セドは驚いた顔をして、それからバツが悪そうに頭を掻いた。
「……見たのか。……ちっ、サプライズにするつもりだったのに」
「サプライズ?」
セドは私に、さっきの布を手渡した。
触れてみる。滑らかで、強くて、温かい。
「これ……」
「ルネと共同開発した新素材だ。安価で、丈夫で、でも美しい。……お前が言ってた『既製服』を作るためのな」
私は目を見開いた。
「え……?」
「ルネが着てた服は、その試作品だ。着心地と耐久性のテストをしてたんだよ」
セドはそっぽを向いて言った。
「お前、『既製服』やるって言ったろ。……俺のデザインを乗せるなら、最高の素材じゃなきゃ嫌だ。だから開発してたんだよ」
全部、私のためだったの?
ルネとの密会も、あの服も、全部……私の夢を叶えるため?
胸が熱くなる。
でも、セドは急にモジモジし始めた。
「……で、だ。エル」
「何?」
「その……素材はできたんだが……」
セドは視線を泳がせた。
「……量産するためのパターン(型紙)が、うまくいかねえんだ」
「え?」
「一点物なら完璧に作れる。でも、サイズ展開をして、誰が縫っても同じ形になるようにするには……どうすればいいんだ?」
セドは顔を真っ赤にして言った。
「……教えてくれ。お前の知識が必要なんだ」
私はポカンとした。
そして、プッと吹き出した。
「……なによそれ」
「わ、笑うな!」
「だって! 散々コソコソして、私を不安にさせておいて、結局最後は泣きついてくるの? ダサすぎ!」
私は涙を拭いながら笑った。
でも、悪い気はしなかった。
この天才職人が、プライドを捨てて私に頭を下げているのだ。
「……ふん。教えてあげてもいいけど?」
「……頼む」
「じゃあ、これからは隠し事なしね。ルネと会う時も、私を通すこと!」
「……分かったよ」
セドは不貞腐れたように言ったが、その耳は赤かった。
私は彼の手を取った。
「……心配させないでよ、バカセド」
「悪かったって言ってるだろ!」
セドは私の手を握り返した。
その手は震えていた。彼も怖かったのだ。
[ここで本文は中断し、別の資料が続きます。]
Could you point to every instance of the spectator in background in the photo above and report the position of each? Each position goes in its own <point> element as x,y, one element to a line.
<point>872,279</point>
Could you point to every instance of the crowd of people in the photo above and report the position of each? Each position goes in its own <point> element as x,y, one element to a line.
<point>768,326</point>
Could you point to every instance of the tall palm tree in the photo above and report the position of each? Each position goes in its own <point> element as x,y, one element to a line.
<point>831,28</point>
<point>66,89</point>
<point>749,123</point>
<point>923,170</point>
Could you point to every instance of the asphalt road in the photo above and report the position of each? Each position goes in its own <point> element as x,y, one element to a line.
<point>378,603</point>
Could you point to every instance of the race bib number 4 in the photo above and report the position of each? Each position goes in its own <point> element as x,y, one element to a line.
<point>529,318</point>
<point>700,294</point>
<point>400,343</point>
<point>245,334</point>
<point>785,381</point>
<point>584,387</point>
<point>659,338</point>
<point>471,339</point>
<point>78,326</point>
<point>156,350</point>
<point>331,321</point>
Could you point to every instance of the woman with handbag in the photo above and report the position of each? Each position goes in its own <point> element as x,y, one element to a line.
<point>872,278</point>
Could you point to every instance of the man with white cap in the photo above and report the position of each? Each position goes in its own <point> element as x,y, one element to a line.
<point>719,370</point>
私が傷つけられるかもしれないと思って。
そして、私に嫌われるかもしれないと思って。
「……これからは二人で作るぞ。……俺たちだけの『新しい時代』の服をな」
セドの言葉に、私は大きく頷いた。
夕暮れの中、彼の手の温もりだけが、私の心を満たしていた。
もう、迷わない。
この人と一緒なら、どんな服だって作れる気がした。